2016年11月号 「医者に騙(だま)されるな」

 
 今回は何ともショッキングなタイトルですが、これは某週刊誌が特集した記事、「飲み続けてはいけない薬」の見出しです。実はこの記事の反響は想像以上に大きくて、この記事が世に出てからしばらくの間、私たち医者は患者さんへの対応・説明に追われることになりました。
 週刊誌の記事によれば、飲み続けると身体に害となる薬として、主に生活習慣病の治療薬の名前が数多く挙げられておりました。生活習慣病、すなわち、高血圧、糖尿病、脂質(コレステロール)異常症に対する治療薬のことですね。実際にこれらの薬はどこの病院においてもひんぱんに処方されているはずです。

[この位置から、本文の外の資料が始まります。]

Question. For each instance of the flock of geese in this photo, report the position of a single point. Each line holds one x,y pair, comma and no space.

 私たち医者は新たに薬を処方する際、その薬を用いることによる良い面、悪い面を常に頭の中に思い描いています。薬のよい効果ばかりを念頭に置いてしまえば、患者さんを副作用で苦しめることになりかねません。高齢の方、肝ぞう・腎ぞうの働きの弱っている方、体格(体重)、併用することになる薬の種類、そしてもちろん、引き起こされる可能性のある副作用などを考慮しつつ、医者は薬を処方しています。ですから、週刊誌に書かれているような重大な副作用は医者が熟知しているものばかりであり、特に目新しいものではないのです。

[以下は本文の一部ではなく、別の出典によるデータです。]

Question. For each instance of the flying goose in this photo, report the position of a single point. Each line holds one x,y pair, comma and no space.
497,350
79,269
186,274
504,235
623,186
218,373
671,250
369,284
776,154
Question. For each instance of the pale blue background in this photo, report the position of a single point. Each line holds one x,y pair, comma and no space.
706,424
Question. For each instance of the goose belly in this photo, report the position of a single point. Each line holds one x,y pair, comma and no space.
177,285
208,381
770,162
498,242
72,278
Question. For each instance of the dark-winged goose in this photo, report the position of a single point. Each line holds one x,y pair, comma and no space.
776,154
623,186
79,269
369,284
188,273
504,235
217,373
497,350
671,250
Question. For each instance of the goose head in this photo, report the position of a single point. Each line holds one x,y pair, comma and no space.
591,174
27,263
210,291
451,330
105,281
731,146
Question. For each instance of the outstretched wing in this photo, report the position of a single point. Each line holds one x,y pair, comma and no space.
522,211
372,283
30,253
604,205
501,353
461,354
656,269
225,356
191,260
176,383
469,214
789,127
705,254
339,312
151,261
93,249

 私の場合、生活習慣病の治療を行っている患者さんに対しては、次の2つの点を説明しています。1つは薬の力だけで病気を良くしようとは絶対に思わないこと、つまり、薬はあくまで補助的な役割であり、大切なのは自分が自分の身体の弱点を理解した上で「薬の効きやすい身体を自分の努力でつくること」。もう一つには、将来、少しでも薬から卒業できるように、お互いに力をあわせましょう、ということです。これはとても大事なことではないでしょうか。
 最近、極端な考えに走る医者が多いようです。そのような医者に共通する特徴として、自分の唱える説以外は「悪」と決めつけ、自分の主張を正当化するために他者を攻撃するきらいがあるようですが、これは私の誤解でしょうか。

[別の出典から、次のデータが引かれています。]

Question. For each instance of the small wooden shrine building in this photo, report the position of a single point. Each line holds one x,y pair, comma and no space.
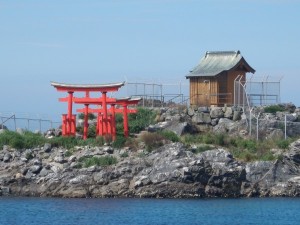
212,80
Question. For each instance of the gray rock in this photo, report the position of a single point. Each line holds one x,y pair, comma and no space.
191,111
216,112
60,159
44,172
214,122
203,109
7,157
5,191
201,118
177,128
72,158
228,113
108,149
79,179
236,115
35,169
275,134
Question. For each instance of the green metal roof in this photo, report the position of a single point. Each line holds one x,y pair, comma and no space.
214,63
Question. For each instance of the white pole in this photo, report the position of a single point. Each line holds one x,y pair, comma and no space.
250,127
285,127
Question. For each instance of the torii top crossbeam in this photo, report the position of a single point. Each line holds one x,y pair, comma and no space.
87,87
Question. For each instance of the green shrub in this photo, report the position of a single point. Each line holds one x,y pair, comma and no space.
32,140
119,142
202,148
284,144
140,120
97,161
170,135
124,155
152,140
29,156
68,153
274,108
191,139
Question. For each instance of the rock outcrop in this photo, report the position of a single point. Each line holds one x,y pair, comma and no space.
171,171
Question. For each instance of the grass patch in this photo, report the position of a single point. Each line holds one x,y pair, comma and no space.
169,135
152,140
202,148
243,149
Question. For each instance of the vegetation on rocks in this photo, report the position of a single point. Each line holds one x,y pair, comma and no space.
97,161
274,108
241,148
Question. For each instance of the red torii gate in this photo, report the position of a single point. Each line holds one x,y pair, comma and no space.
69,125
109,127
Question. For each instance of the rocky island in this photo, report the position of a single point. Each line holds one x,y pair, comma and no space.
171,170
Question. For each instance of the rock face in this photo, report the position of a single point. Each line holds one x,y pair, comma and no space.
170,171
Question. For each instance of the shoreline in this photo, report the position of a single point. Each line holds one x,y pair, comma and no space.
170,172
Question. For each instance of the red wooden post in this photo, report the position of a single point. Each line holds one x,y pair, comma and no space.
73,125
64,124
69,118
113,121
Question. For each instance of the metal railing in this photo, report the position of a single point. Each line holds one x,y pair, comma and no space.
13,122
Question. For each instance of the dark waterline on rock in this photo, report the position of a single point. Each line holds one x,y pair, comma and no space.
150,211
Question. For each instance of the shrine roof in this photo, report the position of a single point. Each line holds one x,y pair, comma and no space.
87,87
215,62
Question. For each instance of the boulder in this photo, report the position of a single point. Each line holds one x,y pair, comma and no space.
216,112
35,169
7,157
201,118
191,111
228,113
203,109
47,147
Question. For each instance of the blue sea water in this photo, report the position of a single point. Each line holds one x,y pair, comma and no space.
258,211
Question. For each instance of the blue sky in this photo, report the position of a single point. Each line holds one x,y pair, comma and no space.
99,41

 ガンは治療するな、健診は受けるな、薬は飲むな、医者の説明は信用するな、などの主張は根拠があればまあ結構なことだとは思いますが、だからといって他の医者の考え方をすべて否定することはかえって危険なように思います。それぞれの考え方の良い面は認め合い、相反する点についは共同で研究を進めていく、そのような科学的態度で臨む必要があるように私は感じています。
 
 交通事故が起きるのは車のせいだ、だからすべての車をこの世からなくしてしまえ、副作用が起こるのは薬のせいだ、だから薬なんか飲むもんじゃない、このような考え方には違和感を覚えざるを得ません。